I am trying to classify portions of time series data using a feed forward neural network using 20 neurons in a single hidden layer, and 3 outputs corresponding to the 3 events I would like to be able to recognize. There are many other things that I could classify in the data (obviously), but I don't really care about them for the time being. Neural network creation and training has been performed using Matlab's neural network toolbox for pattern recognition, as this is a classification problem.
In order to do this I am sequentially populating a moving window, then inputting the window into the neural network. The issue I have is that I am obviously not able to classify and train every possible shape the time series takes on. Due to this, I typically get windows filled with data that look very different from the windows I used to train the neural network, but still get outputs near 1.
Essentially, the 3 things I trained the ANN with are windows of 20 different data sets that correspond to shapes that would correspond to steady state, a curve that starts with a negative slope and levels off to 0 slope (essentially the left half side of a parabola that opens upwards), and a curve corresponding to 0 slope that quickly declines (right half side of a parabola that opens downwards).

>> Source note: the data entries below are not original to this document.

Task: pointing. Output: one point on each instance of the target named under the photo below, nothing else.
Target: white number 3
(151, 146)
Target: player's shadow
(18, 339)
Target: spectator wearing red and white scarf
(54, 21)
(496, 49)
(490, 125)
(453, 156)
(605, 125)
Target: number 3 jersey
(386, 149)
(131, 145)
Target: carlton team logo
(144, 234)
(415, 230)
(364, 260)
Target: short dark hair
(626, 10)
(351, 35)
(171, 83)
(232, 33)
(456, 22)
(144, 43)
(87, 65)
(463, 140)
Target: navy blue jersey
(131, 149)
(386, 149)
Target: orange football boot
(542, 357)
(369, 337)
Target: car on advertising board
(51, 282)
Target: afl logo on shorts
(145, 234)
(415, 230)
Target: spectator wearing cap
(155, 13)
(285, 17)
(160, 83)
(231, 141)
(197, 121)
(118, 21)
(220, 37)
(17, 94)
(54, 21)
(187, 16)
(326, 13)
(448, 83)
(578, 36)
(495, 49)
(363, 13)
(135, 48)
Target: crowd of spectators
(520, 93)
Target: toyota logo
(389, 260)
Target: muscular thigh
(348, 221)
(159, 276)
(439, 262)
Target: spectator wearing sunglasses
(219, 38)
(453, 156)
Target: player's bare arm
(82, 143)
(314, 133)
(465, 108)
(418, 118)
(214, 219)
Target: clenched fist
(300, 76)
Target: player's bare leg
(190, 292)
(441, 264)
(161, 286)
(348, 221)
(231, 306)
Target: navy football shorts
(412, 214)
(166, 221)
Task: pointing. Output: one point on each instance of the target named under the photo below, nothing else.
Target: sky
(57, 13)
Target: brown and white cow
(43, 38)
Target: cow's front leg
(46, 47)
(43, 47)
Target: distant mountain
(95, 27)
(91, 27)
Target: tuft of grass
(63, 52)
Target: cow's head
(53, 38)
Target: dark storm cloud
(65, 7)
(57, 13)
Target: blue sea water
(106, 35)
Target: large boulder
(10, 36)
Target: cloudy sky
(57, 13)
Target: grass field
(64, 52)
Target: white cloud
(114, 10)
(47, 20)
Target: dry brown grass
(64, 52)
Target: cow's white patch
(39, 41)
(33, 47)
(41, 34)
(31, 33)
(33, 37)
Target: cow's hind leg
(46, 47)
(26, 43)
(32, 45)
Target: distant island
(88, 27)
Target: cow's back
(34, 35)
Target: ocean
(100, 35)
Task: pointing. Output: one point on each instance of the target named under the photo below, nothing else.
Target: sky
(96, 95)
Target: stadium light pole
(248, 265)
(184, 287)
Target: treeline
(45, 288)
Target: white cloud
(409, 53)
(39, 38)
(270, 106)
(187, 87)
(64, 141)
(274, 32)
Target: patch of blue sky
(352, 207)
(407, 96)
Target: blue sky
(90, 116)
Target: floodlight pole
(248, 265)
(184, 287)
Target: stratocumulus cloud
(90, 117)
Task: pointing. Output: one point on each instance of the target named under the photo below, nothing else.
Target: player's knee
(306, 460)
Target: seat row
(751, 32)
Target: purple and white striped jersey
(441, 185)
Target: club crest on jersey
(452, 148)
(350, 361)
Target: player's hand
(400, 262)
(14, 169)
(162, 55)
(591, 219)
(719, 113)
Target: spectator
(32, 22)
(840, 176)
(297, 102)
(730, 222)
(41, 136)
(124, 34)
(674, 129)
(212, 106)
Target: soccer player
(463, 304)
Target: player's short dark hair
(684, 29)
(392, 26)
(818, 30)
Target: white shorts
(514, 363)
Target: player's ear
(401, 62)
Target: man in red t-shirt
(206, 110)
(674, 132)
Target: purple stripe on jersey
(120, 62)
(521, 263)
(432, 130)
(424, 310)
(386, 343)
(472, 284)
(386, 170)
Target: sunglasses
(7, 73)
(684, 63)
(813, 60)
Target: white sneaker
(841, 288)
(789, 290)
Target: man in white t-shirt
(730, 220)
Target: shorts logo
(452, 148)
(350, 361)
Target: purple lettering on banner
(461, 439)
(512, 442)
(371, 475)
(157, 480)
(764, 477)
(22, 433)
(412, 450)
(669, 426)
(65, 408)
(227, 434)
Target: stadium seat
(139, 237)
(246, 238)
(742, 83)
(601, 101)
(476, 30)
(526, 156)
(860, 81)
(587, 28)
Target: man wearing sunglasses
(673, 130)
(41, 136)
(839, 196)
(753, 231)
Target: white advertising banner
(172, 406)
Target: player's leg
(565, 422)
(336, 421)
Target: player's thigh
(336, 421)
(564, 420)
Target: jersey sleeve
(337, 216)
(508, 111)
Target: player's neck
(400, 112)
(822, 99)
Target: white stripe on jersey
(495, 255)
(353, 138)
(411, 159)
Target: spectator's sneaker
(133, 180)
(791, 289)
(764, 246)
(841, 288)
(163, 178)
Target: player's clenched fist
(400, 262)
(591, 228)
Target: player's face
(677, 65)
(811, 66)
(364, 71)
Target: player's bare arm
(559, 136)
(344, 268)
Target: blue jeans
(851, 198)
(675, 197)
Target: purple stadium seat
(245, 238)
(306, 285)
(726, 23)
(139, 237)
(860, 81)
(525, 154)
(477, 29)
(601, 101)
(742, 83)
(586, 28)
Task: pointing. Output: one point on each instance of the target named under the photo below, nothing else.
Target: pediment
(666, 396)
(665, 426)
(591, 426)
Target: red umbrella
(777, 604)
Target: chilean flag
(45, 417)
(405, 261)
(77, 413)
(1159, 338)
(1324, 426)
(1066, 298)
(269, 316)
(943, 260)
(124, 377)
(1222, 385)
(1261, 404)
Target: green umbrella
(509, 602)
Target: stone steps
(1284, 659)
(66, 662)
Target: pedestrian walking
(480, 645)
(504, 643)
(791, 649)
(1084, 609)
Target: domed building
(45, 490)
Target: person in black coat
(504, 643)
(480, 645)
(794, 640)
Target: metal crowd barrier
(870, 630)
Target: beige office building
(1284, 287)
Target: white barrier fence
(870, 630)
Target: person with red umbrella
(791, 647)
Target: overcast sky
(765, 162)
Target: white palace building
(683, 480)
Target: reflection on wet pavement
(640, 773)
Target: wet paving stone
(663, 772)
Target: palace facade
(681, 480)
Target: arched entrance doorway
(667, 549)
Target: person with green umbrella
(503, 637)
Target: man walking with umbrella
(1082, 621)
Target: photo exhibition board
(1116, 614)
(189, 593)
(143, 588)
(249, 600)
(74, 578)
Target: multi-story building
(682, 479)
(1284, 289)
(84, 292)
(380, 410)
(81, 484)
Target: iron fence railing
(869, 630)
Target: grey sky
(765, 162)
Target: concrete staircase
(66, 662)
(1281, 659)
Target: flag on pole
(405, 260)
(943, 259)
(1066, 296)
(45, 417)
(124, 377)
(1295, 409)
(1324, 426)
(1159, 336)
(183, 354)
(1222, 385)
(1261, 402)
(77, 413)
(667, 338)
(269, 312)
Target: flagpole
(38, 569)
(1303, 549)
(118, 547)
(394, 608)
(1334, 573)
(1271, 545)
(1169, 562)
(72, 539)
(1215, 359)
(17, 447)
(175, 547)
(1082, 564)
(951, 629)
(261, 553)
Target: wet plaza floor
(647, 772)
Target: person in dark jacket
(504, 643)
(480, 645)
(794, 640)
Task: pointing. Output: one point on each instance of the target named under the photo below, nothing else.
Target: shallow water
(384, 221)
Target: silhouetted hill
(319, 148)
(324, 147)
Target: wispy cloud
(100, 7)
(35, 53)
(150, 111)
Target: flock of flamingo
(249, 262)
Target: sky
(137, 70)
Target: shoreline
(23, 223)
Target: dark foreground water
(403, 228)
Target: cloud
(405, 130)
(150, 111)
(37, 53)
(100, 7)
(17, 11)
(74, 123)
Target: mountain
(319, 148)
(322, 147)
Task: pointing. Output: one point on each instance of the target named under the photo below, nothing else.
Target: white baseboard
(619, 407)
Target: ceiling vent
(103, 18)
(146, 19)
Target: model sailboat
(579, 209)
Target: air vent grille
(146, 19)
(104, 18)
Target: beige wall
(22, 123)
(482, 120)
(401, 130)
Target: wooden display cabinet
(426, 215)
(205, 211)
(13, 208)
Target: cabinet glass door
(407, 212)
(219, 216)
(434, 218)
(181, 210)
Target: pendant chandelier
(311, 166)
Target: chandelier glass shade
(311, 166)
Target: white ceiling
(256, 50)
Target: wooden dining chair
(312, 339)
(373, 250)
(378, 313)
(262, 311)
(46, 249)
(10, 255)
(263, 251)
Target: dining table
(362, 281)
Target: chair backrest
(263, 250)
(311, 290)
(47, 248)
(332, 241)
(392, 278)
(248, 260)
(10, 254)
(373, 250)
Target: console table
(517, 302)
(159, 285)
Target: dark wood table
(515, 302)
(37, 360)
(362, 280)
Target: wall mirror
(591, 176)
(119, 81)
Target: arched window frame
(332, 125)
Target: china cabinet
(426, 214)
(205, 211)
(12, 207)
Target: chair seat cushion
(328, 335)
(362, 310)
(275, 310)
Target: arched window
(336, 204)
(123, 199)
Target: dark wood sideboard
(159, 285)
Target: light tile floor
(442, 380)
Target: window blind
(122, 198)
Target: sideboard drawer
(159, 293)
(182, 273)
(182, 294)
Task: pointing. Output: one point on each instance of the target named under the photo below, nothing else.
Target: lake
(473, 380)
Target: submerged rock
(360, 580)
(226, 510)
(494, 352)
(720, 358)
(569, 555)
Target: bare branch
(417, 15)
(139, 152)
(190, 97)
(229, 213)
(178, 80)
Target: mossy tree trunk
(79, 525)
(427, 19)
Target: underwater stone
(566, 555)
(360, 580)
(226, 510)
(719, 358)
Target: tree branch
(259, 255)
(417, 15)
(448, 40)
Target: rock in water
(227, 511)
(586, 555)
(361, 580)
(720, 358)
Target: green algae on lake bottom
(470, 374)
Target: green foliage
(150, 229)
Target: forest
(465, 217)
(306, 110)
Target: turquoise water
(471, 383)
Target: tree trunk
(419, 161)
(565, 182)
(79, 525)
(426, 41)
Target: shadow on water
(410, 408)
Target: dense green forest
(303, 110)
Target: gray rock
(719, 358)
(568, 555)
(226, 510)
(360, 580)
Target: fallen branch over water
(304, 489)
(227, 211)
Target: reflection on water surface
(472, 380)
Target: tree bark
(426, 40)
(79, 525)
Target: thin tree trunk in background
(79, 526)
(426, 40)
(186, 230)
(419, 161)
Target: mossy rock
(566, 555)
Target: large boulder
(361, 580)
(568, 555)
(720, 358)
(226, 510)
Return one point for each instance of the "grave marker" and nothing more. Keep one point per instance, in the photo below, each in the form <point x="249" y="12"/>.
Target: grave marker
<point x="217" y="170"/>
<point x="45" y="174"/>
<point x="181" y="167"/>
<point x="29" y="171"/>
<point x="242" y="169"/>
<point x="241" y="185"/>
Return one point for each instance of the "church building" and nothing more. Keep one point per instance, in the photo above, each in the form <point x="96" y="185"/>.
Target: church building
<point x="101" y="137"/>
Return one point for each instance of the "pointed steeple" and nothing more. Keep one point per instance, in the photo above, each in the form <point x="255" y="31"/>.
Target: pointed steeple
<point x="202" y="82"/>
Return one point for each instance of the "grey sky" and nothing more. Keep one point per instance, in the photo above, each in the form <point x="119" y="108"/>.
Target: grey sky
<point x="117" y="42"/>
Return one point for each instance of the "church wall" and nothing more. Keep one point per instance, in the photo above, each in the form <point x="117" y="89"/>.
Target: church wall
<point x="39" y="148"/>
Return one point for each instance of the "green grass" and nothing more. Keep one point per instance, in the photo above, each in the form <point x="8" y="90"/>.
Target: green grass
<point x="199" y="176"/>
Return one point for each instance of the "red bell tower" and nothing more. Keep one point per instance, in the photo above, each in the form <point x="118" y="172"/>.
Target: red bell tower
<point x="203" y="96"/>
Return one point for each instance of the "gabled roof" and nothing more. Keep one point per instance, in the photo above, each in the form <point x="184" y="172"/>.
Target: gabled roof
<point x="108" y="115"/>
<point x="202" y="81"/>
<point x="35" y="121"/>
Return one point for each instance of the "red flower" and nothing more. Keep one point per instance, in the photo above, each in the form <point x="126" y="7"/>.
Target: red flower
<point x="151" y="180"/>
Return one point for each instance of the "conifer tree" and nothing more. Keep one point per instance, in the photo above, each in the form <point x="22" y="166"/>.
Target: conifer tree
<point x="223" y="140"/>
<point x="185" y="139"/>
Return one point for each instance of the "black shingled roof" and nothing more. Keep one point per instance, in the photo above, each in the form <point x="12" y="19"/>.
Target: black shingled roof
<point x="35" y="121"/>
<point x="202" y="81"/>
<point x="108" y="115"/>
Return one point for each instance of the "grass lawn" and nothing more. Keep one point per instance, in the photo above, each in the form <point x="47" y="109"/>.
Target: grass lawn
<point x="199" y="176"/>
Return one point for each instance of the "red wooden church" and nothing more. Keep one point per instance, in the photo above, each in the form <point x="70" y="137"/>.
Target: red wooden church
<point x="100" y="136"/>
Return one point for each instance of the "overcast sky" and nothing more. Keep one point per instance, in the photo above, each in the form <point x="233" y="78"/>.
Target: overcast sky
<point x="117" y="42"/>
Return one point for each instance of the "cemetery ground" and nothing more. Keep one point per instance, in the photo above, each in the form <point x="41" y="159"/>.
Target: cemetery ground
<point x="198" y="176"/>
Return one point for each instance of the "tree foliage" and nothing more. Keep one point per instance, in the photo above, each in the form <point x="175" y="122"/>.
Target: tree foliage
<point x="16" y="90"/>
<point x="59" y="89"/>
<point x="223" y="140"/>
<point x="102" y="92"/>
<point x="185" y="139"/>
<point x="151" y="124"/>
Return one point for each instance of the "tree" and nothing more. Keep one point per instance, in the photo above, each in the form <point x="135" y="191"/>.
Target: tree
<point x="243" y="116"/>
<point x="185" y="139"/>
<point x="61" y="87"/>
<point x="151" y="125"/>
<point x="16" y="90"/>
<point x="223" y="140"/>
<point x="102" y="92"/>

Am I incorrect in thinking that if I input data that doesn't correspond to any of the items I trained the ANN with it should output values near 0 for all outputs?
Or is it likely due to the fact that these basically cover all the bases of steady state, increasing and decreasing, despite large differences in slope, and therefore something is always classified?
I guess I just need a nudge in the right direction.
Neural network output values
A neural network may not guarantee specific output values if these input values / expected output values were presented during the training period.
A neural network will not consistently output 0 for untrained input values.
A solution is to simply present the network with an array of input values that should result in the network outputting 0.